Angelos Philippides, a prominent Greek economist, explained: “For a long time Greece spent 7 percent of its GDP on defense when other European countries spent an average 2.2 percent. If you were to add up that compound 5 percent from 1946 to today, there would be no debt at all.
“‘If Athens had cut defense spending to levels similar to other EU states over the past decade, economists claim it would have saved around €150bn — more than its last bailout. Instead, Greece dedicates up to €7bn a year to military expenditure — down from a high of €10bn in 2009.” (Guardian, April 19, 2012)
“‘Since the 1974 invasion of Cyprus, Greece has spent 216 billion euro on armaments,’” said Katerina Tsoukala, a Brussels-based security expert.” (Guardian) This amount is far larger than the Greek debt at the time the 2008 capitalist crisis hit. The purchases included German submarines, Mirage fighter jets from France and F-16 jets from the U.S. and 1,300 tanks.
According to SIPRI statistics, even though Greek military spending has declined since the crisis, Greece is the second-biggest defense spender (in relation to its GDP) among the 27 NATO countries, after the U.S.
Past military regime in Greece
Since the beginning of the Cold War between the imperialist West and the Soviet Union, the Greek military has played an extremely privileged and thoroughly reactionary role in maintaining capitalist rule and keeping Greece within the U.S.-commanded NATO military alliance. With full support of U.S. and British imperialists and of Greek fascists, the Greek military fought a violent civil war from 1945 to 1949 against anti-fascist workers organized by the Communist Party of Greece — the KKE. Communist-led partisans had driven out the German occupation forces at the end of World War II.
U.S. President Harry Truman in 1947, in what became known as the Truman Doctrine, pledged unlimited military support to defeat growing workers’ movements throughout the world following the World War II surrender of Nazi-led Germany. This policy facilitated brutal coups and decades of military repression in Greece, Turkey and Iran. In Greece in 1947, the communists were defeated militarily and outlawed.
In 1967, using a NATO strategic plan, Greek colonels again seized power and set up a ruling junta, which stayed in control until 1974. The army moved in 1967 to stop the Socialist Party under George Papandreou from taking office with a center-left coalition. This brutal military junta, called the Regime of the Colonels, ruled by martial law, mass arrests, torture and disappearances. Today’s extreme right-wing fascist party, Golden Dawn, has its origins in the police units that operated with impunity during the junta’s rule.

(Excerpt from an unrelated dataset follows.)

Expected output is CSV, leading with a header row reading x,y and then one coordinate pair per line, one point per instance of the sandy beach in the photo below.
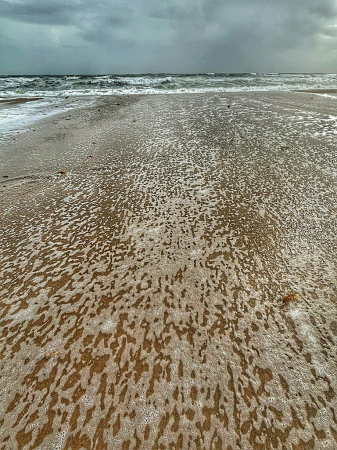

Although ousted by a mobilized mass movement in 1974, the military and police hierarchy was untouched, except for the prosecution of a handful of coup leaders.
Source of corruption
Greek military contracts have always been the greatest source of corruption, payoffs, kickbacks and secrecy. The bribery by major military corporations infects every level of the military. Continuing scandals surrounding military contracts have rocked past administrations. The most notorious bribery scandal involves billions paid over 12 years and billions still owed for six yet-undelivered German submarines. Former Minister of Defense Akis Tsochadzopoulos was convicted in 2013 of accepting $8 million in bribes connected to these submarines.
Given this history, the appointment of the right-wing Greek Independence Party to head the Defense Ministry in the Syriza cabinet is an especially ominous development. It certainly implies that the past onerous military loans and secret payoffs will not be challenged.
An enormous battle is ahead for the workers in Greece. Political agitation and clear demands targeting the generals enmeshed with the UE bankers who have enriched themselves in the Greek debt trap will help prepare the workers to understand who their enemy is and what they are up against.